Premadasa may not be a charismatic leader, but he alone cannot be blamed for the SJB’s electoral defeats. Odds have been stacked against him and his party since its formation in 2020. No election has been held under normal circumstances since 2019, when the Easter Sunday attacks happened, ruining the UNP’s chances of winning any election. The UNP-led Yahapalana government failed to prevent the terror strikes, and the SLPP was able to catapult national security, which was their leaders’ long suit, to the centre-stage of politics again, paving the way for the war-time Defence Secretary Gotabaya Rajapaksa’s victory in the 2019 presidential election, which was held a few months after the terrorist bombings that claimed about 277 lives and left hundreds of others injured. So, it was only natural that the UNP’s presidential candidate Sajith Premadasa lost to Gotabaya. The general election that followed turned out to be a walk in the park for the SLPP, which secured 145 seats and mustered a two-thirds majority in the parliament by engineering several crossovers from the Opposition. The SJB obtained 45 seats within months of its formation. That was no mean achievement for a new political party.

Then came the economic crisis (2022), which became the SLPP’s undoing, and paved the way for Aragalaya and led to UNP leader Ranil Wickremesinghe’s fortuitous ascent to the presidency and the meteoric rise of the JVP-led NPP in national politics. The situation the country found itself in at the time was the politico-economic version of a mega tsunami. Public resentment at the political parties that had governed the country, and their breakaway groups spilled over on the streets. The JVP-led NPP ‘took the tide at the flood’ and went on to win the presidency albeit not outright, and sweep the parliamentary polls in quick succession in 2024. However, it could not maintain its performance at the same level in the May 06 local government (LG) polls. Thus, it is no surprise that the SJB has not been able to win elections since 2019 although it has been able to recover lost ground to some extent, as evident from the outcome of the LG elections.

The JVP could not win a single election for 60 years until extraordinary circumstances enabled it to savour power last year. The SLFP was in the political wilderness for 17 long years after its humiliating defeat in the 1977 general election.

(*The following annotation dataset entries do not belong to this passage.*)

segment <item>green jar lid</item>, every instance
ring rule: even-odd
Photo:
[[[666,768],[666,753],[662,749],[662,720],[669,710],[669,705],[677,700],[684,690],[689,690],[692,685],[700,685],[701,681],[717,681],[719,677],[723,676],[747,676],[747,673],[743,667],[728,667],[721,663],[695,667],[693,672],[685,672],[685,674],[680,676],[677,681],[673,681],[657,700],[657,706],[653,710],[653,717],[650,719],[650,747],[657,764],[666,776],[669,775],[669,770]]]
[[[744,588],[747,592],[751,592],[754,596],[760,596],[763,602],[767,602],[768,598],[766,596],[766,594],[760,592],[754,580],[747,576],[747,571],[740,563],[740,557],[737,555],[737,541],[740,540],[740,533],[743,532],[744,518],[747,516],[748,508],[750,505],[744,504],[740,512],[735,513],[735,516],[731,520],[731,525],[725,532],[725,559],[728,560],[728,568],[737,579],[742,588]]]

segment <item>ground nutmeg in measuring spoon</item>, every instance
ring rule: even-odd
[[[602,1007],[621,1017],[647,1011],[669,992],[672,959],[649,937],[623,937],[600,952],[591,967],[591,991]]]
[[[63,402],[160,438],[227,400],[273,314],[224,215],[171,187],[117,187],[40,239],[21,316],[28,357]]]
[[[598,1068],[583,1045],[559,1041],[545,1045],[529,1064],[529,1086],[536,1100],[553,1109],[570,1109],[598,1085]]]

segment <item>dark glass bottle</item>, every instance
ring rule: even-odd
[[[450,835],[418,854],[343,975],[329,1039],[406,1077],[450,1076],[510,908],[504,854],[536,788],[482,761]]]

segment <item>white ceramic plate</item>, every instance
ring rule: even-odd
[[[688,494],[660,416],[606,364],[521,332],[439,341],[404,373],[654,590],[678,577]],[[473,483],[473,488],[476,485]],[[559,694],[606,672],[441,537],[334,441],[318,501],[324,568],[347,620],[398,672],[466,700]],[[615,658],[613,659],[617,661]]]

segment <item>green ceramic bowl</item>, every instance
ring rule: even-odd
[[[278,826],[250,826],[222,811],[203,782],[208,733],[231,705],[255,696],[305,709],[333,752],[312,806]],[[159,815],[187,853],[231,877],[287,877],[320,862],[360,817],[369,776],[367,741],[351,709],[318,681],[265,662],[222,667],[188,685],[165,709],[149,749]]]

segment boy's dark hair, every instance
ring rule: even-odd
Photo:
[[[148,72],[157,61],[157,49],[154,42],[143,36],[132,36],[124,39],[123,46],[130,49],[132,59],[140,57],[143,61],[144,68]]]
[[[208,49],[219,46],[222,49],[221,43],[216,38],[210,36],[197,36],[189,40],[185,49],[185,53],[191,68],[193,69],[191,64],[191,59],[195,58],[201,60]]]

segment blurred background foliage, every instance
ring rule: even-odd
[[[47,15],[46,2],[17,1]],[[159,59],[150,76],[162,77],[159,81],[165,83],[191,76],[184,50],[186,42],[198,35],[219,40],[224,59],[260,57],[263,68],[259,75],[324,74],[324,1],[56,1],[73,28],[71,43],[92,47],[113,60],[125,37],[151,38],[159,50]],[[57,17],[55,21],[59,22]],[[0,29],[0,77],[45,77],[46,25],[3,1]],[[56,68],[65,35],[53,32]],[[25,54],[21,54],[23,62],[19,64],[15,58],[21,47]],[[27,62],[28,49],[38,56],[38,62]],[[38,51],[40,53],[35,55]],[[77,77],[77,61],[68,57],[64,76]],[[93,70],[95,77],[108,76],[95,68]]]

It took seven years for the UNP to recover from the electoral shock it suffered in 1970; and it was after seven years it formed a government following its defeat in 1994. The SLFP-led People’s Alliance won a general election and a presidential election in that under Chandrika Bandaranaike Kumaratunga’s leadership, but it victory was more due to the debilitation of the UNP caused by the assassination of its leader President Ranasinghe Premadasa, splits and political upheavals that the assassination of Lalith Athulathmudali triggered in early 1993, rather than the change of the SLFP leadership. The UNP toppled the PA government and won a general election in 2001, but could not retain its hold on power and lost the 2004 parliamentary polls, which the then President Kumaratunga advanced. However, the UNP was instrumental in defeating war-winning President Mahinda Rajapaksa’s UPFA government, which had a two-thirds majority, in 2015 and regaining power.

Political parties face ups and down in electoral politics, and make comebacks under the same leaders, as the JVP-led NPP has done with Anura Kumara Dissanayake as its leader. Somawansa Amarasinghe resigned as the JVP leader in 2015 in a huff, and formed a new party, the People’s Servants Party in the same year. The change of leadership did not help the JVP improve its performance in the subsequent elections until the economic crisis, Aragalaya, and damning allegations against the SLPP leaders upended electoral politics.  During the heyday of the SLPP, whoever would have ever thought Wickremesinghe, who lost his own seat in the 2020 general election, and Dissanayake, whose party had only three seats in the parliament, would ever secure the presidency?

A challenge to Premadasa’s party leadership and position as the Opposition Leader is very likely to emerge if the SJB fails to improve its performance significantly in the Provincial Council polls expected in early 2025.